Friday 10 November 2017

Find the Retirement Plan that Fits Your Budget

Suddenly, you do not have to get up early in the morning to go to work! You do not have to rush to meet deadlines, yes, you have hit retirement! Time to sit back and relax and reap off the fruits of your labor.
But then if you want to enjoy your retired years to the full extent, you need to be extra careful about your retirement planning. You have to remember that your regular salary will no longer be credited to your account.


Hence, you need to plan accordingly and sensibly too and that is why you need to invest in the best investment plan after retirement. Once you retire you should be able to enjoy the retirement years instead of always worrying whether there is enough money in your bank account.
Let’s go through some of the steps of retirement-planning which will help you to plan the right budget for your retirement plans.

1.  Assess your Budget Correctly
Most of us who want to maintain our regular lifestyle would need a specific budget to maintain our retired life, as well. Just ask yourself the following questions, what kind of lifestyle would you live after retirement?

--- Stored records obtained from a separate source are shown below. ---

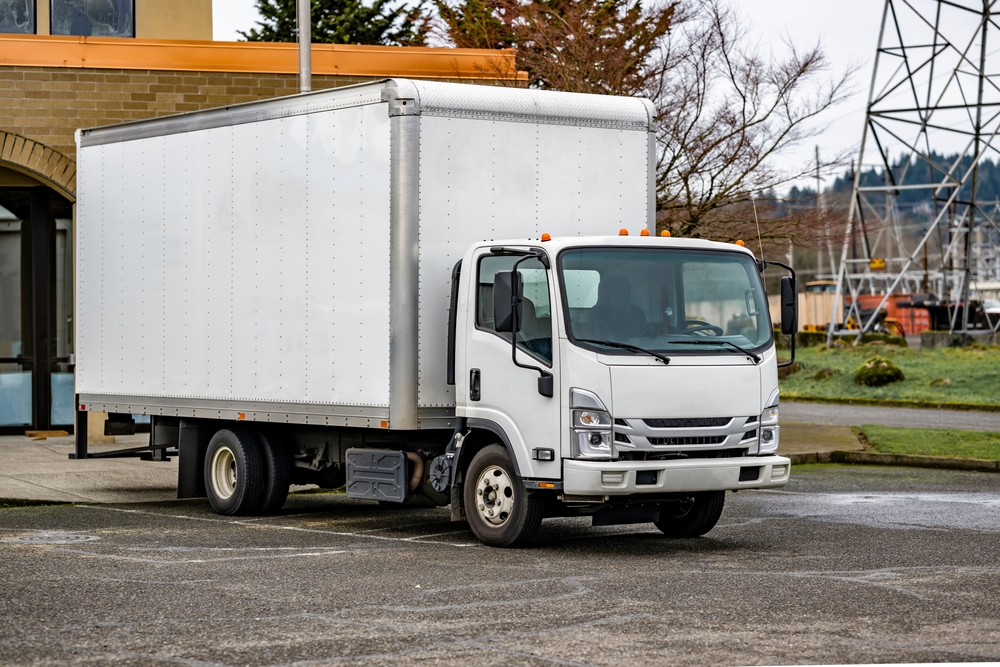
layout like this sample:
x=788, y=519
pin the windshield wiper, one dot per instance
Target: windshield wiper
x=756, y=357
x=626, y=346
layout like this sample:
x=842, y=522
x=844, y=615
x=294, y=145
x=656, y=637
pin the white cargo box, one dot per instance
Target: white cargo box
x=291, y=260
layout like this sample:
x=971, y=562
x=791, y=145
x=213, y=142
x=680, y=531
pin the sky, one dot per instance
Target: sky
x=847, y=29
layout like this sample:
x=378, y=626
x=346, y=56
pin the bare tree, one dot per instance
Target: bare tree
x=725, y=107
x=586, y=46
x=725, y=110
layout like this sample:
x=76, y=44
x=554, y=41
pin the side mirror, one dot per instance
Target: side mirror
x=789, y=306
x=507, y=285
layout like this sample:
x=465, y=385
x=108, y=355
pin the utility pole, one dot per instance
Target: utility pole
x=819, y=214
x=304, y=20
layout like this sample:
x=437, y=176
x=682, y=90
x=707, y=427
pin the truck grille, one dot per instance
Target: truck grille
x=673, y=456
x=691, y=440
x=704, y=422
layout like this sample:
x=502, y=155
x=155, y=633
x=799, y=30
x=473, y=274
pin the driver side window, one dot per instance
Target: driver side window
x=535, y=336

If you would you like to maintain a similar lifestyle like the one before retirement then you have to assess your budget correctly. According to financial expert, approximately 80% of a person’s annual income is adequate to cover her/his retirement budget.

2.  Plan for Medical Expenses
Old age brings a lot of medical problems and what’s more the treatment cost for these conditions is unreasonably high and can cause a severe dent in your pocket. Hence, it becomes imperative to buy a pension plan that gives priority to health insurance which, will help you take care of any sudden medical expenses that may turn up during old age. Your health insurance plan should include adequate features to cover you against chronic illnesses such as diabetes, cancer and Alzheimer’s.

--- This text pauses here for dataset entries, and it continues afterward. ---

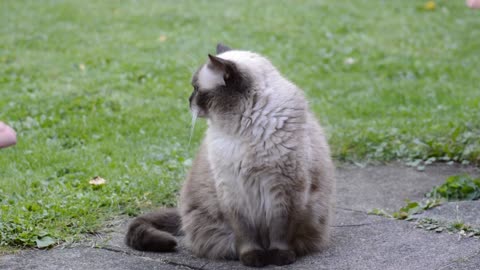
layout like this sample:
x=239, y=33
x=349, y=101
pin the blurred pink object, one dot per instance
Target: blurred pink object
x=473, y=3
x=8, y=136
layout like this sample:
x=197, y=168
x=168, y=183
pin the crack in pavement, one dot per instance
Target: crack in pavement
x=460, y=259
x=113, y=249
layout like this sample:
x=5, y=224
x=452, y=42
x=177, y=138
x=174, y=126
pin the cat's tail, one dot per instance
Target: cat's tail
x=155, y=231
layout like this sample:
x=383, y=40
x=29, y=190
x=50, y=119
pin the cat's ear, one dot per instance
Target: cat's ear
x=223, y=66
x=222, y=48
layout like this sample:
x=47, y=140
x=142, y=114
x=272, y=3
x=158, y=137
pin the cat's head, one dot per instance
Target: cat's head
x=225, y=83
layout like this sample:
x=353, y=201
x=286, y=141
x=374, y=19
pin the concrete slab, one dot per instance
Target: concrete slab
x=387, y=187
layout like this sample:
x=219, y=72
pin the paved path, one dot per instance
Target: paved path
x=360, y=241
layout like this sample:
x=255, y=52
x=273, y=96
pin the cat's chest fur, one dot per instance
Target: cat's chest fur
x=245, y=172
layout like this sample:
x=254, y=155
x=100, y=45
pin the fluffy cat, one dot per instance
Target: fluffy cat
x=261, y=188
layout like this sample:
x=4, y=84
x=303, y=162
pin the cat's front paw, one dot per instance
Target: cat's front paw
x=254, y=258
x=281, y=257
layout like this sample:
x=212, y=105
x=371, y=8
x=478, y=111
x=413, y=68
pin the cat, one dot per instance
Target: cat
x=261, y=188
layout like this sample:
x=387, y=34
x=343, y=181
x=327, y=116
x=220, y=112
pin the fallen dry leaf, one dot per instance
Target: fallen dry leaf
x=97, y=181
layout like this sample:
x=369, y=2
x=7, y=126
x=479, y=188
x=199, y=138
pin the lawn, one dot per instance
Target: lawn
x=100, y=88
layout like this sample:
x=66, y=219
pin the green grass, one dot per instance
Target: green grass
x=93, y=89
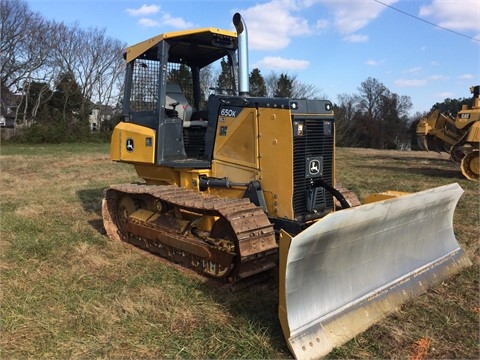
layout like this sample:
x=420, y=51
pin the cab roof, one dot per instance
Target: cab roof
x=198, y=47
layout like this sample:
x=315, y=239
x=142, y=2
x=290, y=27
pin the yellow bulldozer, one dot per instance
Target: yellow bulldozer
x=235, y=186
x=459, y=135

3.  Accommodate your investment to cater to different needs
We mostly invest in a single investment tool and not consider the option of gaining large returns by investing in different investment plans simultaneously. There are different kinds of pension plans which includes whole life plans, mutual funds, fixed income plans and an amalgamation of competitive along with traditional investment products that can provide you capital gain and hence you would be able to preserve enough funds in your bank account.

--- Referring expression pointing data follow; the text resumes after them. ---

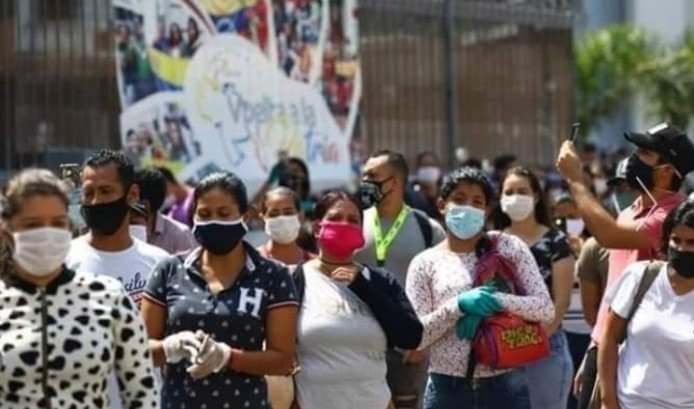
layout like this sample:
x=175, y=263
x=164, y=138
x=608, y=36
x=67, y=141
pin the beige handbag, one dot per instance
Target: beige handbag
x=280, y=391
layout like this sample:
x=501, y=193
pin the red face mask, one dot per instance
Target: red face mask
x=340, y=239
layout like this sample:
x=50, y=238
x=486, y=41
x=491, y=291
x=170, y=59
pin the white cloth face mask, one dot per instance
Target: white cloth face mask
x=41, y=251
x=283, y=229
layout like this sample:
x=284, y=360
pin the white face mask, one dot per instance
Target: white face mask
x=283, y=229
x=139, y=232
x=575, y=227
x=41, y=251
x=428, y=174
x=517, y=207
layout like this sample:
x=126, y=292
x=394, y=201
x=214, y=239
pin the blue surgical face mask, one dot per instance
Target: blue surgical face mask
x=464, y=221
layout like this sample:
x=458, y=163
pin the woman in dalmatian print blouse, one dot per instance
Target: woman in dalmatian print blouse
x=222, y=316
x=62, y=334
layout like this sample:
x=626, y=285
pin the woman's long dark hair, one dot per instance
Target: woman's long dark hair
x=681, y=215
x=501, y=219
x=476, y=177
x=26, y=184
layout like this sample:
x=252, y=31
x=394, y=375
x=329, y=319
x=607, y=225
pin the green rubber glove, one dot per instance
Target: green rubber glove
x=466, y=327
x=479, y=301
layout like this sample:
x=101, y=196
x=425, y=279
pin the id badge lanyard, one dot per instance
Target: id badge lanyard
x=383, y=242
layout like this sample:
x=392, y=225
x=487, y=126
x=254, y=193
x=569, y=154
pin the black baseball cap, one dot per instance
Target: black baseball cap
x=672, y=144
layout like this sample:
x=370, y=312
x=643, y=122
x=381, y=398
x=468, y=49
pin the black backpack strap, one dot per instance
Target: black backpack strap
x=299, y=283
x=649, y=275
x=424, y=227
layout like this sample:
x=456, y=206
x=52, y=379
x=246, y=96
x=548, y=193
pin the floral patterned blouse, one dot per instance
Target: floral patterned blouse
x=435, y=279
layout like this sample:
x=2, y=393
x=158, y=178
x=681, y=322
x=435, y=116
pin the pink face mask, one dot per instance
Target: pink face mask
x=340, y=239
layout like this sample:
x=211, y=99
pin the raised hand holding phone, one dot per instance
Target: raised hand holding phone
x=568, y=161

4.  Give Priority to your Future Costs
Always keep in mind the perspective of market inflation before making retirement plans. At an annual rate of 7% inflation, the price of different items can rise up to unbelievable heights! You also have to keep in mind about the impact of taxes on your savings.

Take note of your responsibilities and liabilities that you should take note of after you retire. These may include helping spouses, aging parents, and dependent adult child (due to disability) and so on. If you are prepared in advance you will be able to plan your retirement budget more effectively.

5.  Start Saving at the Right Time
Ideally, you should start saving for your retirement from your very first salary. However, most people do not implement this advice and start saving according to their convenience.
Therefore, you need to use your time smartly and start looking for a pension scheme such as Public Provident fund (PPF), that can help you secure a tension-free life for you during your retirement years.


Your Perfect Financial Planning after Retirement
Here is what you need to do post retirement, which can help you get rid of your financial problems.  
  • Senior Citizens Savings Scheme (SCSS): The SCSS scheme is one of the best retirement plans in India. All seniors who are above of 60 years can easily try out the scheme. The scheme has a lower limit of Rs. 1,000 and the upper range rises to Rs. 15, 00,000.
  • Post Office Monthly Income Scheme (POMIS): The POMIS offers a monthly income and the MIS or monthly income scheme is offered by several post offices in the country and you can select the one which is right for you. The minimum investment ranges Rs. 1,000 and the maximum amount is Rs. 3, 00,000.
  • Post Office Time Deposit (POTD): The POTD is similar to the term deposit offered by banks. The minimum amount is Rs. 200 and there is no specific maximum amount of deposition.
  • Fixed Deposits (FD): Fixed deposits are offered by a whole lot of banks and companies, and you can opt for a number of fixed/bank deposits. The only problem on the bank deposits is that the interest rates are far lower when compared to the interest rates on company deposits and bank deposits.
  • Monthly Income Plans (MIP): If you are looking for higher returns, then MIP is just right for you. These are specifically offered by mutual funds and are great market linked investment options. Mutual funds are tax-free but they are subjected to market risks.
The right financial planning can give you a secure future. So consider the above options and keep in mind about the tax factor and inflation and you will definitely get a nice return on your savings.